Teresa se apartó bruscamente.

—Nightingale era un visionario. Veía a Utopía como algo más que un parque temático con artilugios de lujo. Pretendía que fuese un crisol para la nueva tecnología.

—Un crisol para la nueva tecnología. Le escuché decir ese discurso esta misma mañana.

—Pues yo lo creí —afirmó Teresa, con un tono de desafío—. Todavía lo creo. Por esa razón acepté trabajar aquí.

Pero Nightingale está muerto, y el parque ya no funciona de acuerdo con su visión. Todo funciona según las tendencias que marcan las estadísticas y las proyecciones. Toda la atención se centra en lo superficial. Que vengan los eruditos en historia del arte, que todo parezca real. Pongamos hologramas más grandes y mejores. Buscad nuevas atracciones.

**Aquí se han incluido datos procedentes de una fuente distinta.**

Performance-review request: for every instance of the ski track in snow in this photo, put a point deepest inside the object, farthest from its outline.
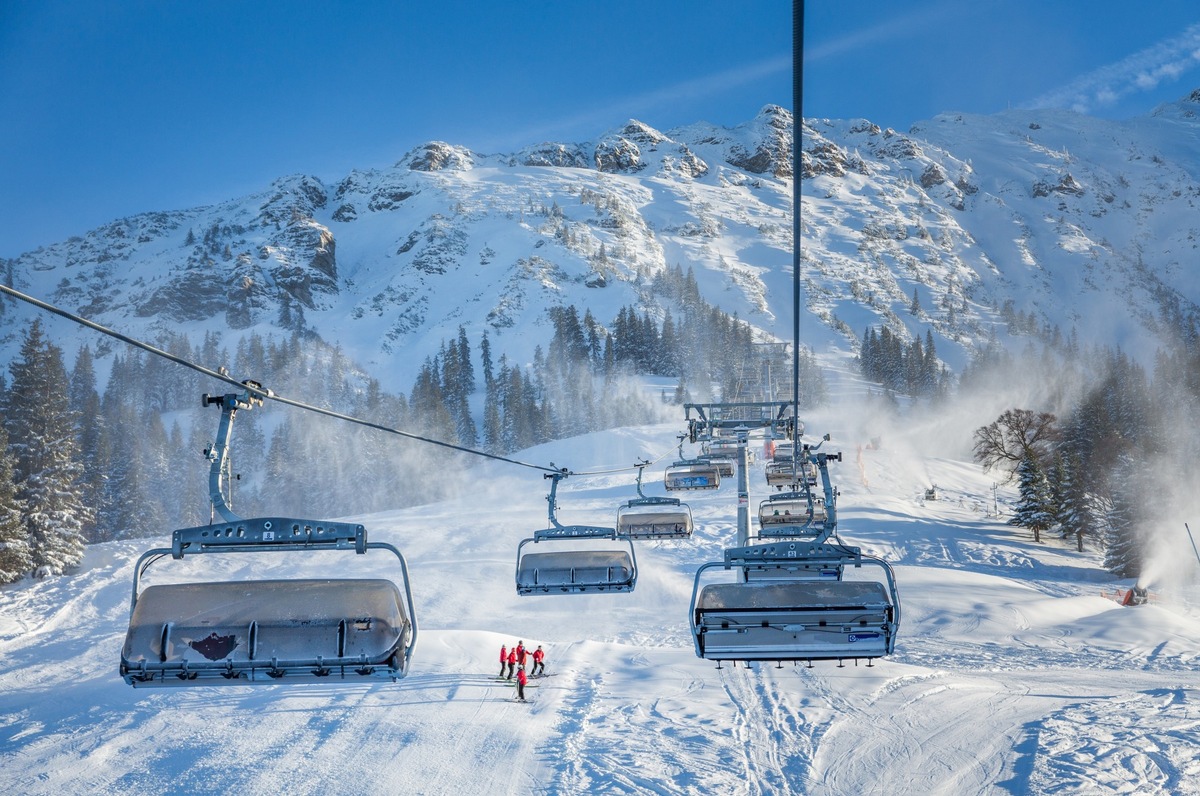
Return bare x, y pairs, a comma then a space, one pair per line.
1011, 675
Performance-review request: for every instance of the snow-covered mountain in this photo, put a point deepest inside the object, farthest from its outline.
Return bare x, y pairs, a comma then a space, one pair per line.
1026, 221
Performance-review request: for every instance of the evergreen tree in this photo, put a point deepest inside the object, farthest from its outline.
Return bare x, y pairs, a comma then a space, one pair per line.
95, 446
1122, 546
16, 557
1033, 508
42, 437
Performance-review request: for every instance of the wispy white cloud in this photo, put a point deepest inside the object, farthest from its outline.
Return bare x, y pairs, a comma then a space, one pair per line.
1145, 71
647, 103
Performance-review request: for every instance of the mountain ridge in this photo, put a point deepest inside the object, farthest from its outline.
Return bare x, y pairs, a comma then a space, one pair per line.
976, 228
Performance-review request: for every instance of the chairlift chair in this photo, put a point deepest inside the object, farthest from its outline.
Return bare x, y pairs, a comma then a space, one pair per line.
791, 515
653, 518
691, 473
795, 618
265, 630
574, 570
268, 630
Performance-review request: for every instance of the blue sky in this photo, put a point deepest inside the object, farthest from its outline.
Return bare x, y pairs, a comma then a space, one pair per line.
123, 107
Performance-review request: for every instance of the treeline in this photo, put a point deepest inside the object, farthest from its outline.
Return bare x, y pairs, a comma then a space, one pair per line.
910, 369
83, 462
1107, 470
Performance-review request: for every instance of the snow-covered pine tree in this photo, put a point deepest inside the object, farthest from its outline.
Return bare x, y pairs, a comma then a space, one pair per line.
1122, 548
1033, 509
16, 557
42, 438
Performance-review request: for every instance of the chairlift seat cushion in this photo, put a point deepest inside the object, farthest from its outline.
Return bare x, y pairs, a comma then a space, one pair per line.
654, 524
250, 627
801, 620
575, 570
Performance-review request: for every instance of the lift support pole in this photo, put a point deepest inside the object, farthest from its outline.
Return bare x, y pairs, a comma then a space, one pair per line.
743, 491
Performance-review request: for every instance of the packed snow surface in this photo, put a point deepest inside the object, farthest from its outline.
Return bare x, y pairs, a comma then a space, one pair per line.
1012, 674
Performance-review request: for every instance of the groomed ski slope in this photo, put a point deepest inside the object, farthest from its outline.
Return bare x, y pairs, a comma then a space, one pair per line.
1012, 672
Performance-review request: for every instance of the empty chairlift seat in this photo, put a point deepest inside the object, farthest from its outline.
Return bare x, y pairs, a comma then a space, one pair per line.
269, 630
781, 618
654, 518
791, 514
691, 476
577, 569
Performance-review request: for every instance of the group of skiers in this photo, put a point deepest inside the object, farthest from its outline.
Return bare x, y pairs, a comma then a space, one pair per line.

—Bajó la voz—. Tampoco nadie se esperaba las ganancias que obtendrían de los casinos. Ha cambiado todo el enfoque del parque.

Warne la observó mientras ella guardaba silencio con una expresión de enfado. Mostraba una franqueza que no estaba de acuerdo con la política de Utopía. Él se había presentado allí, dominado por la más justa indignación, y lo único que había conseguido era que Teresa expresara su frustración.

—Papá —llamó Georgia de nuevo—, ¿has acabado? Vamos al parque.

—Espera un minuto —respondió—. Ya casi hemos acabado.

Warne y Teresa intercambiaron una mirada.

—Perdona, Teresa —dijo Warne—. Creo que me he precipitado en mis conclusiones.

—No pasa nada. Como te dije, sé cómo te sientes. Yo me siento de la misma manera. Otra cosa: por favor, llámame Terri. Detesto Teresa.

—¿Te bautizaron con el nombre de la santa?

—Por supuesto, y debo de ser la única filipina no católica en todo el mundo. No he pisado una iglesia en diez años. No quiero ni pensar en lo que habrían dicho mis padres si viviesen.

Se produjo otra breve pausa. Warne no sabía muy bien qué hacer o decir.

—Bueno, al menos a Nightingale le habrían gustado los hologramas —dijo finalmente—. De verdad que son fantásticos.

—Tienes toda la razón. —Hubo un cambio en la expresión de la joven—. Será mejor que no te tomes todo lo que digo al pie de la letra. Algunas veces no es más que envidia. Aquí hay mucha tecnología puntera. Lo que pasa es que, después de sus grandes descubrimientos, los chicos de hologramas se llevan todos los méritos, y el presupuesto. Al principio, en Tecnología de la Imagen había ocho personas, y ahora son cuarenta.